The U.S. Department of Agriculture lowered its export forecast by 65 million bu. in its January report and then dropped it another 60 million bu. in February.
Nelson believes it needs to fall another 50 million bu. before the end of the year, which means larger carryout and lower prices.
He believes the November 2018 soybean contract will fall to $8.60 per bu. by the time the summer rally is over and the fall lows set in. That is down from $10.19 per bu. as of Feb. 13.
And that is without the recent disturbing news out of China.
Bloomberg is reporting that China’s ministry of commerce is considering launching an anti-dumping and anti-subsidy investigation of U.S. soybean imports.
It has already launched a similar investigation into U.S. sorghum imports in response to the U.S. putting duties on imported solar panels and washing machines from China. The news caused sorghum prices to drop 25 percent.
Chuck Penner, analyst with LeftField Commodity Research, is not surprised China is talking retaliation with soybeans. It typically accounts for 60 to 65 percent of the U.S. export program.
“This is the time of year, though, when they typically shut off most of their purchases from the U.S. anyway,” he said.
China typically switches around now to buying Brazilian soybeans as harvest progresses in that country.
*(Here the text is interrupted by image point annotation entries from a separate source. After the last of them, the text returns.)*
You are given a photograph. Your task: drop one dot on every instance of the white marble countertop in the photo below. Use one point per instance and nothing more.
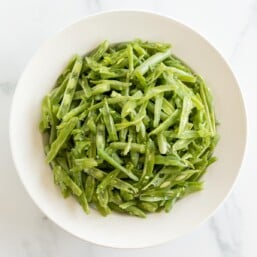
(231, 25)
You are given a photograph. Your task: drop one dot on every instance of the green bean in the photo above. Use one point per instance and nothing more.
(153, 60)
(129, 128)
(109, 123)
(61, 138)
(115, 164)
(70, 88)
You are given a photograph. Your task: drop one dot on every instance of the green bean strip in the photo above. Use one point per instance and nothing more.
(61, 138)
(115, 164)
(129, 128)
(70, 88)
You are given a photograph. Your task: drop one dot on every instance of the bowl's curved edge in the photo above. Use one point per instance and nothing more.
(48, 41)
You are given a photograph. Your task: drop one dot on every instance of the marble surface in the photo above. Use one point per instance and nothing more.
(231, 25)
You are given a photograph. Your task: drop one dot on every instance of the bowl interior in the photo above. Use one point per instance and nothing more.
(26, 141)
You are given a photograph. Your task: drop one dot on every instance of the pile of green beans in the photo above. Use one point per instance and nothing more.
(129, 128)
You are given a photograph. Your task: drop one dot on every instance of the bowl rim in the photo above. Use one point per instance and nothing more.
(143, 12)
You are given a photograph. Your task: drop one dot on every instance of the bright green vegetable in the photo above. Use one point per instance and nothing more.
(129, 128)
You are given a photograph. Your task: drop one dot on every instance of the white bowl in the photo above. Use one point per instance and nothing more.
(26, 141)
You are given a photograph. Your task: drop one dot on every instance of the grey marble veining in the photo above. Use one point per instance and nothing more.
(230, 25)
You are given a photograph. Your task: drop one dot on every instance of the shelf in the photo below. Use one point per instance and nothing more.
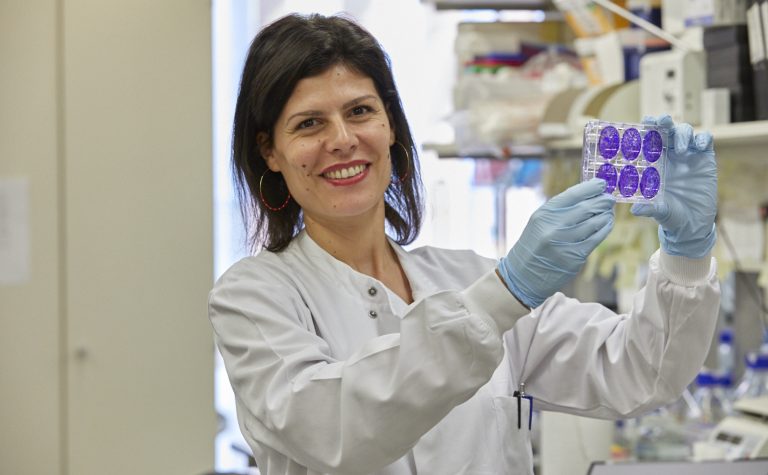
(491, 4)
(514, 151)
(741, 133)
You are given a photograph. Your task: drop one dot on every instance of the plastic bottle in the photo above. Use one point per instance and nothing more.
(711, 397)
(754, 383)
(661, 437)
(726, 359)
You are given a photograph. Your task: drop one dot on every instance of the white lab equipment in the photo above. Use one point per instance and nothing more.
(671, 82)
(745, 433)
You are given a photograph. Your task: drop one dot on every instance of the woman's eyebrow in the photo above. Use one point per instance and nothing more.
(313, 113)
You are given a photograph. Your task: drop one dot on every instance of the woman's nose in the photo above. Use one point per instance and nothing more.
(341, 137)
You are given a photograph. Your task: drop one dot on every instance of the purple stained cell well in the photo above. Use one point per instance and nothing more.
(628, 179)
(652, 145)
(650, 183)
(631, 143)
(608, 173)
(609, 142)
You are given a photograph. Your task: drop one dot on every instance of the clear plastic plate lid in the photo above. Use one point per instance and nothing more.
(631, 158)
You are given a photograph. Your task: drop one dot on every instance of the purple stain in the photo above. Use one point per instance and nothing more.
(652, 145)
(628, 179)
(609, 142)
(650, 182)
(608, 173)
(631, 143)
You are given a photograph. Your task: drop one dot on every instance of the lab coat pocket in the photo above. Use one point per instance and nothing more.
(514, 433)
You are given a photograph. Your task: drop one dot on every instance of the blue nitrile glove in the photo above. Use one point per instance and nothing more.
(556, 242)
(687, 215)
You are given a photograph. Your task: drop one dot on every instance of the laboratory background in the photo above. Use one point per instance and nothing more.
(117, 211)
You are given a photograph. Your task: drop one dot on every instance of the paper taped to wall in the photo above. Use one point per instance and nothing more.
(14, 231)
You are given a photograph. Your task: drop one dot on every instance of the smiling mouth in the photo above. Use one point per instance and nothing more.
(343, 173)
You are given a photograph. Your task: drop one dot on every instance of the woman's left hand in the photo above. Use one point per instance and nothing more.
(686, 216)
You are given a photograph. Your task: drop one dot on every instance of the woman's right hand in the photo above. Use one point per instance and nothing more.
(556, 242)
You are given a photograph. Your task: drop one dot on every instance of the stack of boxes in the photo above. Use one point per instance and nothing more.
(757, 32)
(728, 67)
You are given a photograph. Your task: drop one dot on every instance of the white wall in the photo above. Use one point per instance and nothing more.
(106, 356)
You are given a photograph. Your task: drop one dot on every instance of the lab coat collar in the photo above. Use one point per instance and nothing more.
(338, 271)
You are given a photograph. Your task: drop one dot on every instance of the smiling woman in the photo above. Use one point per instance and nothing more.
(349, 354)
(317, 98)
(331, 144)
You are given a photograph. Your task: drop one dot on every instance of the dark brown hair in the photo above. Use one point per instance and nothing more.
(290, 49)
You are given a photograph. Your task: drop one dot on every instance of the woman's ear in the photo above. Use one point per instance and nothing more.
(267, 151)
(392, 137)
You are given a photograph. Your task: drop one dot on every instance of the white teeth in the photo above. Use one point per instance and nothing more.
(345, 172)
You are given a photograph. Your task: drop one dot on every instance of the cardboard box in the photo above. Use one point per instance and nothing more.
(715, 12)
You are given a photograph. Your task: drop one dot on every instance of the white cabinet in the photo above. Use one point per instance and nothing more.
(106, 357)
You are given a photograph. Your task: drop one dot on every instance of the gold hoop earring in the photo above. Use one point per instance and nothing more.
(264, 201)
(401, 179)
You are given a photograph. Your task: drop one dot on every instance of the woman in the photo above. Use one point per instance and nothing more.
(349, 354)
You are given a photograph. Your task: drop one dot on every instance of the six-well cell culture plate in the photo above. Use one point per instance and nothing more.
(629, 157)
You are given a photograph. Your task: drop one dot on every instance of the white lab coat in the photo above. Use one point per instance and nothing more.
(333, 373)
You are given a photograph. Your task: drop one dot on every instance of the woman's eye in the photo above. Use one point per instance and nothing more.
(306, 124)
(360, 110)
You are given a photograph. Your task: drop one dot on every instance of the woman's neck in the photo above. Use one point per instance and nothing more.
(362, 245)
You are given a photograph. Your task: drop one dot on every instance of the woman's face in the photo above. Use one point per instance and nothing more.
(331, 143)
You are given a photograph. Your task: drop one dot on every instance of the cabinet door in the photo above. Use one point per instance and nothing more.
(137, 236)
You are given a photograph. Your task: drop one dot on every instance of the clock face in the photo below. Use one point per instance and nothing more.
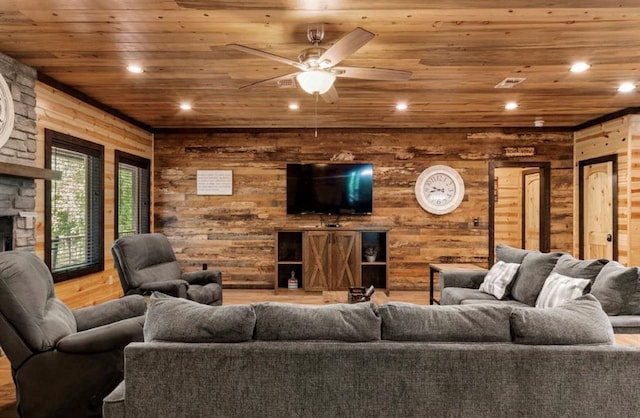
(439, 189)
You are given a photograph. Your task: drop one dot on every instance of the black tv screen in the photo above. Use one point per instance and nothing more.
(332, 189)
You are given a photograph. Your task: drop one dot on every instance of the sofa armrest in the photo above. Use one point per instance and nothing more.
(109, 312)
(104, 338)
(203, 277)
(461, 278)
(176, 288)
(113, 403)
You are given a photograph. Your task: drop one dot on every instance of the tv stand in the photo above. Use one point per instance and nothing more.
(332, 258)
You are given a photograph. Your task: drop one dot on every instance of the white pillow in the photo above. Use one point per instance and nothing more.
(498, 278)
(559, 288)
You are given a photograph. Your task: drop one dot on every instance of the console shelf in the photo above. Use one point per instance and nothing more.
(331, 259)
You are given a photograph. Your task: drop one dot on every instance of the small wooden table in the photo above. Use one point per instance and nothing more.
(439, 267)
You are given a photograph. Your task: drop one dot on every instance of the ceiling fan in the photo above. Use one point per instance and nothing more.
(318, 67)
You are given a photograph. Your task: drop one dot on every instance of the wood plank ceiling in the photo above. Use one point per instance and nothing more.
(457, 51)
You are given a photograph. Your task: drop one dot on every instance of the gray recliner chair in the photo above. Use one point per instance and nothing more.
(63, 362)
(146, 263)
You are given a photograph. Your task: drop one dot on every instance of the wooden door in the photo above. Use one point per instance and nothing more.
(531, 209)
(598, 208)
(345, 260)
(316, 256)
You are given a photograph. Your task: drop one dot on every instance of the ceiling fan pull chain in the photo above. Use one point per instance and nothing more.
(316, 113)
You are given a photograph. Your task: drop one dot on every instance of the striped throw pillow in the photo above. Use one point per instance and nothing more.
(498, 279)
(559, 288)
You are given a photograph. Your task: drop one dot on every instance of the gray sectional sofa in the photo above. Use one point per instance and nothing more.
(615, 286)
(363, 360)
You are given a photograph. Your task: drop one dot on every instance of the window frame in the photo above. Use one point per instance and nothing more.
(74, 144)
(139, 162)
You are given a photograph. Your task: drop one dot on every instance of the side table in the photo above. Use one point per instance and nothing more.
(439, 267)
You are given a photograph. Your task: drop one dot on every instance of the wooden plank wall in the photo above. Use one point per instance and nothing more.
(235, 233)
(60, 112)
(622, 137)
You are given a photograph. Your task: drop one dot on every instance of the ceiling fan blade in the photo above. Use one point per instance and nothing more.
(382, 74)
(290, 76)
(346, 46)
(331, 95)
(267, 55)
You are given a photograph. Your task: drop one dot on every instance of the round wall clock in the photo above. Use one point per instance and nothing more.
(439, 189)
(6, 112)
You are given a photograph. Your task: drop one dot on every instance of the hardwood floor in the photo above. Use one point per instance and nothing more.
(240, 296)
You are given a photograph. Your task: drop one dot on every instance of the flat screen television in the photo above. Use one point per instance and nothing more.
(330, 188)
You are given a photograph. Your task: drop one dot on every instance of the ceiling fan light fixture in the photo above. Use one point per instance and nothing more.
(315, 81)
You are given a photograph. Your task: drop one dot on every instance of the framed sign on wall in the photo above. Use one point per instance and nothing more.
(214, 182)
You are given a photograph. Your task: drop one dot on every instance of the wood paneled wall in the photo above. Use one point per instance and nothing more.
(235, 233)
(60, 112)
(621, 137)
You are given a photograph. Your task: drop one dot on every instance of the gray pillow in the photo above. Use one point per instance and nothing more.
(357, 322)
(616, 287)
(451, 323)
(510, 254)
(534, 270)
(182, 320)
(567, 265)
(577, 321)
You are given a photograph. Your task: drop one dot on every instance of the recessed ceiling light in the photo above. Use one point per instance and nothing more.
(626, 87)
(579, 67)
(134, 68)
(511, 106)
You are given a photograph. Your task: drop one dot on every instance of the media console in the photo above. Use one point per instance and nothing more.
(332, 258)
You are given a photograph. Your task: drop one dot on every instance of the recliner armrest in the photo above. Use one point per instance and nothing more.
(461, 278)
(104, 338)
(203, 277)
(109, 312)
(177, 288)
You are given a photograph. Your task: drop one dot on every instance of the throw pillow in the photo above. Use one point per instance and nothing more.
(559, 288)
(577, 321)
(357, 322)
(510, 254)
(534, 270)
(617, 289)
(498, 279)
(451, 323)
(585, 269)
(182, 320)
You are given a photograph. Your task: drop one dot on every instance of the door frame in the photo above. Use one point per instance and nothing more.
(526, 173)
(545, 202)
(613, 158)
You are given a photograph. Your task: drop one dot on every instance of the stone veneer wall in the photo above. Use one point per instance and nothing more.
(17, 195)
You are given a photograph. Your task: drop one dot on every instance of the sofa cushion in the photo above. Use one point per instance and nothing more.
(409, 322)
(499, 278)
(534, 270)
(456, 295)
(577, 321)
(569, 266)
(617, 289)
(357, 322)
(510, 254)
(559, 288)
(182, 320)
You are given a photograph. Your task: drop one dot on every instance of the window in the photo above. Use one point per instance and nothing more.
(132, 195)
(74, 237)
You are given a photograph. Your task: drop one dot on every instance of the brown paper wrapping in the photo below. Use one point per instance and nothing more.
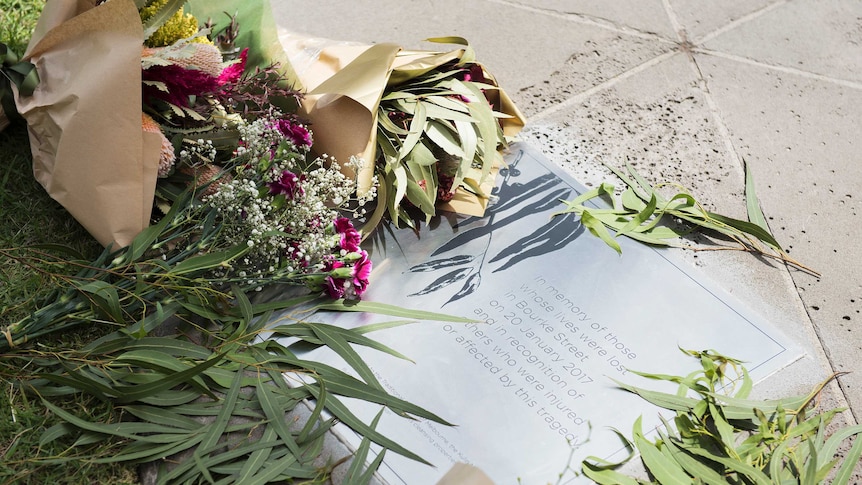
(84, 118)
(463, 474)
(345, 83)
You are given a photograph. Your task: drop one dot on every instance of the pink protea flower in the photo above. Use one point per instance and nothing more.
(166, 152)
(288, 184)
(296, 133)
(349, 236)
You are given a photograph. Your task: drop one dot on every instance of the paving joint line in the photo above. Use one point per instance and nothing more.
(741, 20)
(581, 18)
(776, 67)
(607, 84)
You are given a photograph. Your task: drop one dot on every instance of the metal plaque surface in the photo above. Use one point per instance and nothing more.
(561, 317)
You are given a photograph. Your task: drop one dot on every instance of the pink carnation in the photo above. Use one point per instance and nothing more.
(180, 82)
(296, 133)
(288, 184)
(233, 72)
(349, 236)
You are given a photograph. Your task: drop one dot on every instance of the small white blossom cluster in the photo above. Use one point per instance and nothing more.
(258, 138)
(282, 206)
(197, 152)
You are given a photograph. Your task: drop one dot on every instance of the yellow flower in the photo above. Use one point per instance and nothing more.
(179, 26)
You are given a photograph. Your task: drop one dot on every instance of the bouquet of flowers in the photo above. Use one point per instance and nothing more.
(242, 205)
(433, 122)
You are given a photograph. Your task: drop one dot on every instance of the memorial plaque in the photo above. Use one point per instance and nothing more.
(561, 316)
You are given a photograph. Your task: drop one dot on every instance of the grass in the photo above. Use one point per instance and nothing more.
(28, 216)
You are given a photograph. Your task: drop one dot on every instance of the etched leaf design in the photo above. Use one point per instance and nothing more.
(436, 264)
(444, 281)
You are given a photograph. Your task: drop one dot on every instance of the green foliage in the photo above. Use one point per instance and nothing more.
(165, 386)
(643, 214)
(719, 436)
(435, 132)
(17, 20)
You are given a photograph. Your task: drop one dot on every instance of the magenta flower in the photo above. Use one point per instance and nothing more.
(361, 272)
(288, 184)
(233, 72)
(345, 281)
(335, 287)
(349, 236)
(296, 133)
(180, 82)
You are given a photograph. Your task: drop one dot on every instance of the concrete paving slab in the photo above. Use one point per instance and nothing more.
(806, 156)
(699, 18)
(647, 16)
(601, 56)
(818, 36)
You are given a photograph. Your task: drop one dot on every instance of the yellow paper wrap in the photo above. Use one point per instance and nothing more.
(84, 118)
(345, 83)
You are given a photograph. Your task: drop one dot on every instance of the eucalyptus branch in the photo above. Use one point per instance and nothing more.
(640, 211)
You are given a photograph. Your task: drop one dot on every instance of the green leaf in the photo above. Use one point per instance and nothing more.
(161, 16)
(104, 296)
(752, 205)
(133, 393)
(642, 217)
(605, 476)
(417, 128)
(851, 460)
(747, 227)
(666, 471)
(445, 136)
(340, 346)
(163, 416)
(354, 473)
(266, 396)
(749, 471)
(342, 412)
(391, 310)
(692, 466)
(598, 229)
(831, 446)
(208, 261)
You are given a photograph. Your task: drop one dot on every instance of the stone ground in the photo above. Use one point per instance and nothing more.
(687, 91)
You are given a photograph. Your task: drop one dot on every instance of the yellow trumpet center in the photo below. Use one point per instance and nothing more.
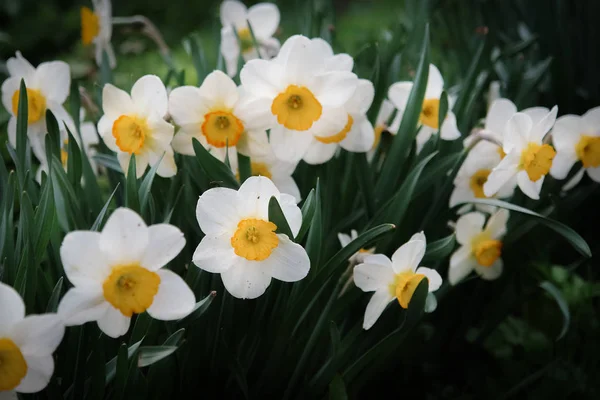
(296, 108)
(536, 160)
(478, 179)
(90, 25)
(430, 113)
(131, 288)
(338, 137)
(36, 105)
(13, 366)
(588, 151)
(254, 239)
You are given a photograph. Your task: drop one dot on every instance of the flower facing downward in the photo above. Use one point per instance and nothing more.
(480, 247)
(26, 345)
(118, 273)
(242, 244)
(527, 157)
(397, 278)
(577, 138)
(135, 125)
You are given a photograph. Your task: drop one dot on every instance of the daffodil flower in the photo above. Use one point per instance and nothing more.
(242, 244)
(119, 272)
(481, 246)
(48, 87)
(298, 97)
(397, 278)
(217, 114)
(26, 346)
(527, 157)
(235, 17)
(135, 125)
(577, 138)
(399, 92)
(96, 28)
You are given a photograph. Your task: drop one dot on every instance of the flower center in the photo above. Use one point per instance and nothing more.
(404, 286)
(478, 179)
(90, 25)
(296, 108)
(536, 160)
(430, 113)
(130, 133)
(13, 366)
(338, 137)
(131, 288)
(222, 128)
(588, 151)
(36, 105)
(254, 239)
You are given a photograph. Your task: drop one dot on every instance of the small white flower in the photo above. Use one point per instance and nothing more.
(48, 87)
(118, 272)
(429, 117)
(480, 247)
(217, 114)
(135, 125)
(577, 138)
(96, 27)
(26, 345)
(298, 96)
(235, 17)
(397, 278)
(241, 243)
(527, 157)
(358, 257)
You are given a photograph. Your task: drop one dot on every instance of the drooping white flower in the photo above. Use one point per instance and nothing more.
(577, 138)
(298, 97)
(96, 28)
(217, 115)
(235, 17)
(397, 278)
(48, 87)
(119, 272)
(241, 243)
(26, 345)
(527, 157)
(135, 125)
(481, 246)
(429, 117)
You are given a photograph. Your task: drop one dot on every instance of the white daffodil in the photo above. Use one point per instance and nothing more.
(235, 17)
(217, 115)
(527, 157)
(135, 125)
(96, 28)
(269, 166)
(358, 257)
(48, 87)
(480, 247)
(577, 138)
(118, 272)
(241, 243)
(26, 345)
(298, 97)
(429, 117)
(397, 278)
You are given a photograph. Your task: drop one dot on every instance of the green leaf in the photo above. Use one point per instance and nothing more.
(566, 232)
(562, 305)
(215, 169)
(277, 217)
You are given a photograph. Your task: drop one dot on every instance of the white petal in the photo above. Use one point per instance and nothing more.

Just last week China cancelled 455,000 tonnes of U.S. soybean shipments.
He believes China is going to wait and see how Argentina’s crop turns out before deciding whether to shut the U.S. out completely and rely on South American product.
“If the Argentine crop continues to shrink, they may back off that a little bit,” said Penner.
If China does block U.S. imports, it will put further downward pressure on U.S. soybean prices because while China is in the process of switching to sourcing Brazilian soybeans in a normal year, it would augment those sales with continued buying from the U.S.
“It will cause some ripples in the market if it happens, no doubt about that,” he said.
That will in turn drive down Canadian soybean prices, but it could boost Canadian exports to China, which would help tighten up supplies.
He does not believe it will affect canola prices.
“Canola is moving to its own beat, largely,” he said.